Tour à tour cité de naissance d’une légende vivante de football et plaque tournante de la drogue faisant les gros titres, la Castellane redoutée et crainte est aussi un point d’ancrage pour les âmes qui s’y sont attachées, malgré tout… Immersion.

Un chat siamois traverse avec agilité le muret fendu qui domine le terrain vague sur lequel des carcasses de scooters côtoient les déchets qui servent de repas, royal, aux rats obèses. Le félin s’approche doucement du tas d’ordures et saute nerveusement dessus. Chaîne alimentaire. Plus loin, deux jeunes garçons. Le portable posé en haut-parleur. L’un deux kicke un seize mesures et je reconnais, les punchlines de Niro, rappeur de Blois, auto-proclamé « Chat noir ». « Ils veulent tous N.I.R.O, ma vie c’est pas la tienne gros, au bord du gouffre j’ferais pas marche arrière, derrière y a tous mes blem-pro… »

Ça sent le son des tours, c’est dissident, ce samedi, à la Castellane. « K-sté » pour les minots, « bastion du cannabis » pour la presse, « plaque tournante de la drogue » pour la police. La Castellane a vu grandir, entre ses très nombreuses et incalculables tours, Zinedine Zidane et plein d’autres gamins à l’accent chantant et aux vannes nombreuses. Aux talents révélés, parfois jamais décelés. A la violence aussi évidente que non maitrisée.

A l’entrée de celle-ci, un plan. Cette cité, la plus grande de Marseille me rappelle « les 4000 » de la Courneuve. Des blocs de barres de béton qui s’étendent sur plusieurs kilomètres et puis, rien. Les paraboles s’agrippent aux barreaux de ces grands ensembles, dont les halls sont les témoins intemporels des allées et venues incessantes. En cet après-midi ensoleillé,  jeunes gamins, filles et garçons, jouent en bas des tours. Pas de terrains de jeux, ils escaladent des monticules, se jettent de la terre et l’un deux hurle aux autres qu’il a trouvé « un ver de terre serpent ». L’imagination est débordante comme le sourire de cette maman qui croise mon chemin.

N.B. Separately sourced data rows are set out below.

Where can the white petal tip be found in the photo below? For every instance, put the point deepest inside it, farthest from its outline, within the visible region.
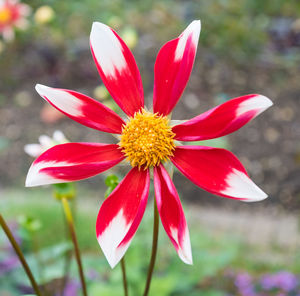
(240, 186)
(259, 197)
(186, 259)
(37, 178)
(264, 102)
(258, 103)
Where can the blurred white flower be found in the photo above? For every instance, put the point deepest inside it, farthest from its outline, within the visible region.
(12, 15)
(46, 142)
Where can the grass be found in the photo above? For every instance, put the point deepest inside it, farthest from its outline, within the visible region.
(213, 253)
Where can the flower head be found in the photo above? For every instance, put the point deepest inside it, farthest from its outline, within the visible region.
(12, 15)
(147, 141)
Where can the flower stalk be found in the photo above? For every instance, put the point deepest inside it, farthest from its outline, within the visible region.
(154, 248)
(124, 277)
(20, 255)
(70, 222)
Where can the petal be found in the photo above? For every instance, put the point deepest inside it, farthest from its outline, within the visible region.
(82, 109)
(173, 67)
(117, 68)
(217, 171)
(171, 214)
(223, 119)
(121, 214)
(72, 162)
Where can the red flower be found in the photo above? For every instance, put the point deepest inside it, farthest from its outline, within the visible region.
(12, 15)
(147, 140)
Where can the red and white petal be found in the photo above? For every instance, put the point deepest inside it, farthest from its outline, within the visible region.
(72, 162)
(171, 214)
(82, 109)
(217, 171)
(173, 67)
(121, 214)
(117, 68)
(223, 119)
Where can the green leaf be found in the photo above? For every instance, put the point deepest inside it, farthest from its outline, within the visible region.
(66, 190)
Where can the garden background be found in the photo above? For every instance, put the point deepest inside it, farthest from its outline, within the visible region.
(245, 46)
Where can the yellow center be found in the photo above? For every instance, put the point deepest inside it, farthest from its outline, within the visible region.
(147, 139)
(5, 15)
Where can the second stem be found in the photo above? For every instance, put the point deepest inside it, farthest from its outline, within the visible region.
(154, 248)
(70, 223)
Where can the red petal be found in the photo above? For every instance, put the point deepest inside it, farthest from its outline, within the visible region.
(82, 109)
(121, 214)
(217, 171)
(223, 119)
(72, 162)
(173, 67)
(171, 214)
(117, 68)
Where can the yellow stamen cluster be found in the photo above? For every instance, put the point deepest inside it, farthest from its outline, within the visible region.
(5, 15)
(147, 139)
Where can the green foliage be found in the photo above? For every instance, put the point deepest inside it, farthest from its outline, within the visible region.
(66, 190)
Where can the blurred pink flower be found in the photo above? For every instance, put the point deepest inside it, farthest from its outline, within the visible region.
(12, 15)
(148, 140)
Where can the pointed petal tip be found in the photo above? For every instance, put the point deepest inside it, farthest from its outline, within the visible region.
(243, 188)
(261, 195)
(265, 102)
(194, 27)
(98, 28)
(40, 87)
(186, 258)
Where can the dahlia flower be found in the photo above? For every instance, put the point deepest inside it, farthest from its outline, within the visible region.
(45, 142)
(12, 15)
(147, 141)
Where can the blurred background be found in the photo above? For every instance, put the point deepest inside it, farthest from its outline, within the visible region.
(246, 46)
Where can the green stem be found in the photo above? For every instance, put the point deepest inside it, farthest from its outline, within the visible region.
(20, 255)
(70, 222)
(124, 276)
(154, 249)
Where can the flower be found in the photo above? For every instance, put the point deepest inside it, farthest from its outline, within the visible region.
(46, 142)
(147, 140)
(12, 15)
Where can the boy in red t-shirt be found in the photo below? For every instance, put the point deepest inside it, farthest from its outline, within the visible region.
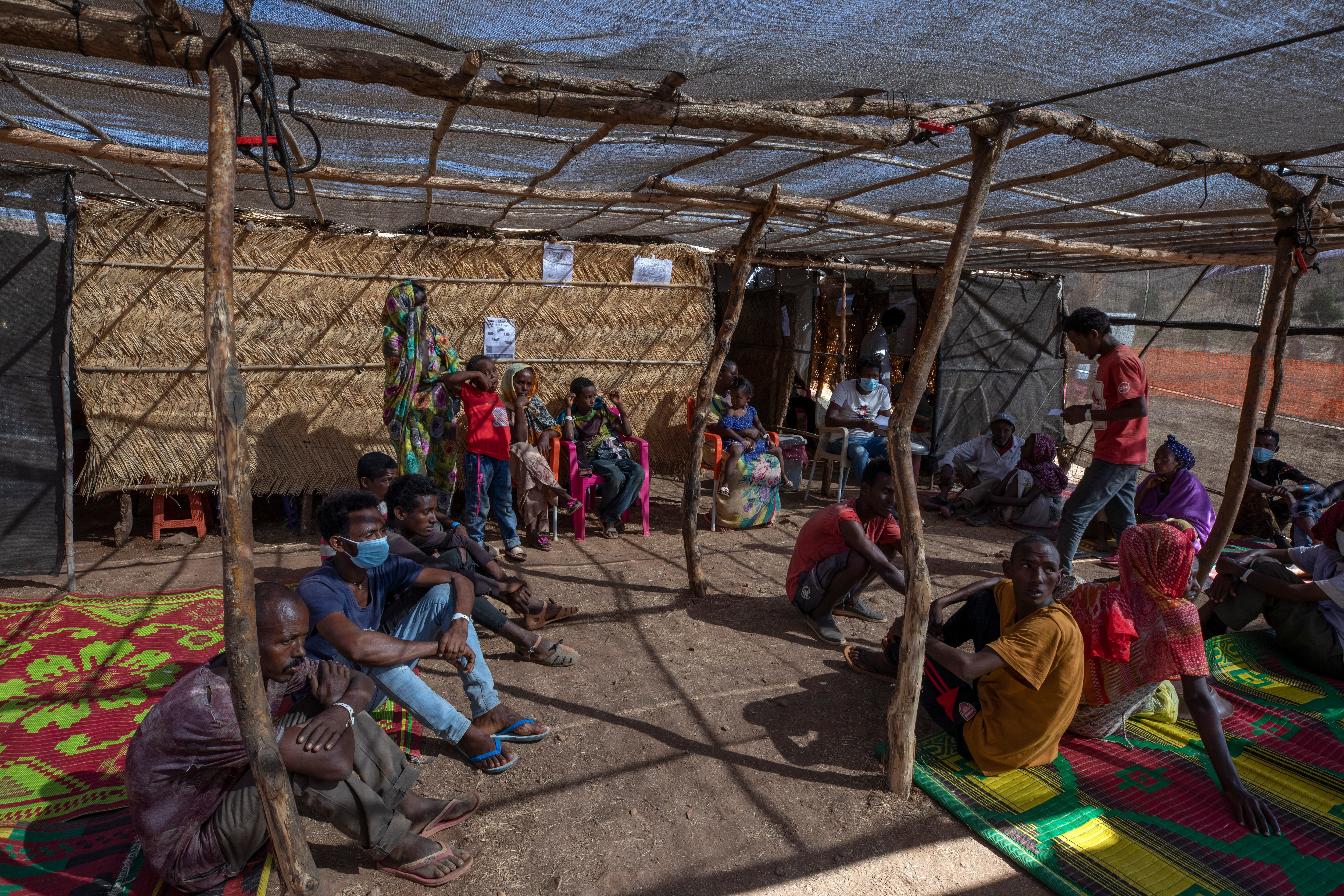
(486, 467)
(1119, 416)
(841, 550)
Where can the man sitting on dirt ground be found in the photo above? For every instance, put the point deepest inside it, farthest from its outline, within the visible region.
(194, 801)
(1307, 617)
(857, 405)
(1271, 495)
(841, 550)
(347, 598)
(995, 455)
(1009, 703)
(412, 503)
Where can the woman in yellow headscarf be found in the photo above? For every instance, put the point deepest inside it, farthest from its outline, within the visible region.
(533, 432)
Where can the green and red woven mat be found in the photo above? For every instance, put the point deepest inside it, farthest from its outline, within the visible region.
(77, 676)
(1151, 820)
(96, 856)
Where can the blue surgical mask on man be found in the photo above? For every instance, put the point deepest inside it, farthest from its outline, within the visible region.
(371, 554)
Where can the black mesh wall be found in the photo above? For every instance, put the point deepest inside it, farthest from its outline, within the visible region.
(35, 222)
(1002, 352)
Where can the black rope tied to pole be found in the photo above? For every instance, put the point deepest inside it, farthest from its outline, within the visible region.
(267, 109)
(74, 10)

Elle m’écoute attentivement. Me confie, dans un murmure, « je peux rien dire… on ne peut pas trop parler… ceux qui font leur travail s’y attèlent, le reste… » Laisse sa phrase en suspend. Une gamine fait tomber ses billes, qui roulent jusqu’à nos pieds. « Il vaut mieux se taire. Vous savez, les parents sont au courant. Parfois ils en ont trois, quatre parmi eux.. Que vous dire ? Bien sûr qu’ils aimeraient que ce soit autrement mais des gamins de cet âge, on ne les enferme pas. J’en ai qu’un moi. » Elle touche sa tête,  superstitieuse. « Je l’ai envoyé loin. Il est à Toulouse, lui me dit de partir. Je ne peux pas. Ma vie est ici. Je ne veux pas partir. Je connais tout le monde. Je ne partirai jamais », répète-t-elle, inlassablement.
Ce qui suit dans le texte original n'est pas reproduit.